L'affaire de l'article «A Rape on Campus» est un fiasco pour le magazine Rolling Stone. Toutefois, la publication a clairement fait savoir qu'elle n'envisageait pas de se passer des services de Erdely ou de qui que ce soit d'autre, et qu'elle était tout à fait satisfaite avec les «garanties» en place. Tout continuera comme avant, y compris la dévotion des rédacteurs envers les politiques identitaires.
Après s'être excusée de manière superficielle «à tous ceux qui ont été affectés par notre article et les retombées qui ont suivi, notamment les membres de la fraternité Phi Kappa Psi, les administrateurs et les étudiants de l'UVA», la revue s'inquiète de l'impact que son article pourrait avoir sur des allégations similaires à l'avenir: «Il est important que les victimes de viol soient à l'aise de se manifester. Il nous attriste de penser que leur volonté de le faire pourrait être diminuée par nos erreurs.»
Dans la même veine, les auteurs de l'enquête de Columbia écrivent: «Il serait regrettable que l'erreur de Rolling Stone dissuade les journalistes de s'intéresser à des enquêtes de viol risquées où des individus influents ou de puissantes institutions pourraient vouloir éviter un examen et où des faits pourraient être peu développés.»
Les défenseurs de la thèse de la «culture du viol» comme Jessica Valenti du Guardian, qui était autrefois au Nation, ne seront certainement pas dissuadés. Après que le service de police de Charlottesville ait publié un rapport le 23 mars indiquant qu'il avait «épuisé toutes les pistes d'enquête» et était arrivé à la conclusion «qu'il n'y a aucune base concrète pour soutenir les allégations mentionnées dans l'article de Rolling Stone», Valenti a commenté avec «perspicacité» : «L'absence de preuves d'un viol ne veut pas dire que le viol n'a pas eu lieu» et a simplement mentionné que la police avait trouvé des «incohérences» dans l'histoire de Jackie. En fait, la police n'a pas trouvé la moindre raison que ce soit, non seulement pour alléguer qu'un crime a été commis en 2012, mais également pour d'autres incidents que la jeune femme avait également rapportés.
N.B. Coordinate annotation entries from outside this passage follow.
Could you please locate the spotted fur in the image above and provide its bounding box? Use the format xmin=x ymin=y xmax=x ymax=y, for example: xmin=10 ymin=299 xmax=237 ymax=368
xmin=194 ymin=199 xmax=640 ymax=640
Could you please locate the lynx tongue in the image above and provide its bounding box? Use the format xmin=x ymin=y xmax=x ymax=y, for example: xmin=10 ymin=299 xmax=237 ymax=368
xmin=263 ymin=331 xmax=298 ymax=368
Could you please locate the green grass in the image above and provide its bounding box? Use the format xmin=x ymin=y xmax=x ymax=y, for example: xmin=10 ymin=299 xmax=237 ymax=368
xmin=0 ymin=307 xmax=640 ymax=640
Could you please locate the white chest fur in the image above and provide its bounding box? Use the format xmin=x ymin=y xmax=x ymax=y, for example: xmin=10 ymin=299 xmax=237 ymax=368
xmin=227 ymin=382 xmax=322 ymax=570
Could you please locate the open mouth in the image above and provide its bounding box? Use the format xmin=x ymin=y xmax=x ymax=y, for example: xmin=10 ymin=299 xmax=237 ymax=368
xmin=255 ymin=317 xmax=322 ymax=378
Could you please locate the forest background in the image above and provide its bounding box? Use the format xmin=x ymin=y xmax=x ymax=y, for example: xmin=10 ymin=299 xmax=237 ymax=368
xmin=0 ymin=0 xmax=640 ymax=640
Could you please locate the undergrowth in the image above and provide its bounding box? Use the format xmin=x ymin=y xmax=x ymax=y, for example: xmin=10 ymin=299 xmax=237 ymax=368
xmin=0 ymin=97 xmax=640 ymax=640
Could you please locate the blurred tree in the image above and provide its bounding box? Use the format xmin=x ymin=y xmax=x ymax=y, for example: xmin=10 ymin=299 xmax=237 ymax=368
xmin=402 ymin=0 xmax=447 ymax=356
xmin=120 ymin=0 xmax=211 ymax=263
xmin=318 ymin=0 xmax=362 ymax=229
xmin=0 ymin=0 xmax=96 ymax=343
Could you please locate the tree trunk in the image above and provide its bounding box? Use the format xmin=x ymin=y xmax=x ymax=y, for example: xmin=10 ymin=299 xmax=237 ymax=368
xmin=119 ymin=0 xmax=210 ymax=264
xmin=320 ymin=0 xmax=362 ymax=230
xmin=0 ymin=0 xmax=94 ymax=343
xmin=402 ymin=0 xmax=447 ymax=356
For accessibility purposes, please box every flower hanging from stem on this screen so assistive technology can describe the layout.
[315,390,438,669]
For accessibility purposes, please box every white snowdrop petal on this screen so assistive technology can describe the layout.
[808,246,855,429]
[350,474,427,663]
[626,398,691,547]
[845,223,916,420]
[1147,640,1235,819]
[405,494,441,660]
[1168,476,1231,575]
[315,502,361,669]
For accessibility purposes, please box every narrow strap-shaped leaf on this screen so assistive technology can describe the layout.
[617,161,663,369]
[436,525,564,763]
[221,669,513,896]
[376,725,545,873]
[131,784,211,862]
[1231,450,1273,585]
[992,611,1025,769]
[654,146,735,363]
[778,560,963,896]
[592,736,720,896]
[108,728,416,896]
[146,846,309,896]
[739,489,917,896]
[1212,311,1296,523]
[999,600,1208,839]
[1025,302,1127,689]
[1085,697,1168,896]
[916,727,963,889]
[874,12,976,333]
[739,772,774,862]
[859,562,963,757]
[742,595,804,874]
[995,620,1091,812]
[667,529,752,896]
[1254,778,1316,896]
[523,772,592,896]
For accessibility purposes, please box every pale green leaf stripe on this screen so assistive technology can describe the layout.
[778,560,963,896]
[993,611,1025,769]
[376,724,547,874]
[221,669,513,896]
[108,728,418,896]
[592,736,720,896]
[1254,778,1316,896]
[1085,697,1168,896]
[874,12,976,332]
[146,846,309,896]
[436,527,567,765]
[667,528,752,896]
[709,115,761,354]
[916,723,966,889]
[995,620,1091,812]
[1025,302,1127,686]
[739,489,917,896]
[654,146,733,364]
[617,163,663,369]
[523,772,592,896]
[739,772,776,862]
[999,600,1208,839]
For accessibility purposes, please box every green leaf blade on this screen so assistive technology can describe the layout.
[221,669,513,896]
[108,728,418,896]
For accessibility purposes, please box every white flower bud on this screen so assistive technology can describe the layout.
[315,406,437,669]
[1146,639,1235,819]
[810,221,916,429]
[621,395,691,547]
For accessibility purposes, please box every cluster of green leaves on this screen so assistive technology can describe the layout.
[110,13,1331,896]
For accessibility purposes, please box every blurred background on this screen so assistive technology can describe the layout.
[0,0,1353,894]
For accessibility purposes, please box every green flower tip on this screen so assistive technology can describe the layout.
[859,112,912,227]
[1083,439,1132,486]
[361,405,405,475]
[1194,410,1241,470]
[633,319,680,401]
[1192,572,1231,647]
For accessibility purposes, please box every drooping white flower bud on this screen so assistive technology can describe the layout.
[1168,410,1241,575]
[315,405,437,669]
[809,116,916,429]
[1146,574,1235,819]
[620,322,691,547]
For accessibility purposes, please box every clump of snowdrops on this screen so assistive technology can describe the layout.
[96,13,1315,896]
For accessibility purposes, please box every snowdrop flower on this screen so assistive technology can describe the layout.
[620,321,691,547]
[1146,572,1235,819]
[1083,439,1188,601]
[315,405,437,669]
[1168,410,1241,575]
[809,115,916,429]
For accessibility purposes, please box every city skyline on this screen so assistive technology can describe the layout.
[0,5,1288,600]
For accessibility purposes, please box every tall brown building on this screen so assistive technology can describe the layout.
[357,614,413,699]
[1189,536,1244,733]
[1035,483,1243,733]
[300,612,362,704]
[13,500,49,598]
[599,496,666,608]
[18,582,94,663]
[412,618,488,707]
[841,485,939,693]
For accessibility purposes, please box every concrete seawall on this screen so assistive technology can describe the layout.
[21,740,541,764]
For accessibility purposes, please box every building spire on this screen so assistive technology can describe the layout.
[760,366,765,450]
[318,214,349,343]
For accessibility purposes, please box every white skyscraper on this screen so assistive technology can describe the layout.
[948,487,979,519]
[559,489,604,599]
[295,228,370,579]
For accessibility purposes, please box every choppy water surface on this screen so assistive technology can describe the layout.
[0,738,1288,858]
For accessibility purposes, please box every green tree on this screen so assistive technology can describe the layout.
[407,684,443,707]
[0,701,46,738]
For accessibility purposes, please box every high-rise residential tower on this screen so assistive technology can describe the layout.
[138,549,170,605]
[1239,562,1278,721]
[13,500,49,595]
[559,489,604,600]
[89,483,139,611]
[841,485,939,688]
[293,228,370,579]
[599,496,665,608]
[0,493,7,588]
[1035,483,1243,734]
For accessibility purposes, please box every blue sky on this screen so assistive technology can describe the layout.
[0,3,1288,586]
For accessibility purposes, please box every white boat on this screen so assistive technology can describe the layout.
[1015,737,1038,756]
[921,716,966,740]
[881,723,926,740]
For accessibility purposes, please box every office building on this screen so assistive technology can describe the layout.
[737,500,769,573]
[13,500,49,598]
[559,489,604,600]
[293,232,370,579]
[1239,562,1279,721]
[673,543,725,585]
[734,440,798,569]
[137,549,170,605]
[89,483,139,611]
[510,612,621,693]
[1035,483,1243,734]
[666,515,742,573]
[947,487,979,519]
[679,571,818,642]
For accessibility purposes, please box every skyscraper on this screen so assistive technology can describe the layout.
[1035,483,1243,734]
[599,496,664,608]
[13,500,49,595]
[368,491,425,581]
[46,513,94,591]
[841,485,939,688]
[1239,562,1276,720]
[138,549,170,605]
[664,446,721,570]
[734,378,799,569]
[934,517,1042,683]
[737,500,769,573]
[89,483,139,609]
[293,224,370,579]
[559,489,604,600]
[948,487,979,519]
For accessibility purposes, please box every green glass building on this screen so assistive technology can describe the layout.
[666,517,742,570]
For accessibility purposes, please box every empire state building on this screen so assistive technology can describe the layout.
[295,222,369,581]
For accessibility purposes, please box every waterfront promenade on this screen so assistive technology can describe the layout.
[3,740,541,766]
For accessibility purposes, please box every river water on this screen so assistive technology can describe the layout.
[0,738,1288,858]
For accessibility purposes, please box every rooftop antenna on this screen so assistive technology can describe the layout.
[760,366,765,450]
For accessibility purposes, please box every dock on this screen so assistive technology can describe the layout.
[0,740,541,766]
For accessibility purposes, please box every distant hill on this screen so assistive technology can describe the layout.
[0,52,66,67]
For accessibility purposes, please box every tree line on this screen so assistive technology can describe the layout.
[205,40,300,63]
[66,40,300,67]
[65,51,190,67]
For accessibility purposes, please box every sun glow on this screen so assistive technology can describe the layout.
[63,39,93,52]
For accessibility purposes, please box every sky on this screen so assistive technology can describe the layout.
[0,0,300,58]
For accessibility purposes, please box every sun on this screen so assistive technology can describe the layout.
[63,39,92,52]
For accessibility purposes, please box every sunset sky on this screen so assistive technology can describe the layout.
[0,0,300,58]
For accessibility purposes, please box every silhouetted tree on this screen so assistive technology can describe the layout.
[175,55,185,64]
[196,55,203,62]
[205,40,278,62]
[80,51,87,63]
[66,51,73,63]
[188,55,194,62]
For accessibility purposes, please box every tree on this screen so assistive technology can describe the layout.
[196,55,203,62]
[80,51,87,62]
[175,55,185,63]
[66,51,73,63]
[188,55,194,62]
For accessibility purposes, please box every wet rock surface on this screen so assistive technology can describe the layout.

L'incident de l'UVA doit être vu dans le contexte de l'attaque en cours contre les droits démocratiques et constitutionnels aux États-Unis qui est menée par l'administration Obama et à laquelle se soumet la pseudo-gauche. Pas une seule fois les questions essentielles des droits démocratiques, notamment la présomption d'innocence et le droit à une procédure judiciaire régulière, ne sont mentionnées, tant dans les excuses de Rolling Stone que dans l'enquête de Columbia. Les allégations d'inconduite sexuelle sont traitées comme des faits, sauf lorsqu’une débâcle comme celle-ci fait qu'elles deviennent intenables. Les implications sont profondes.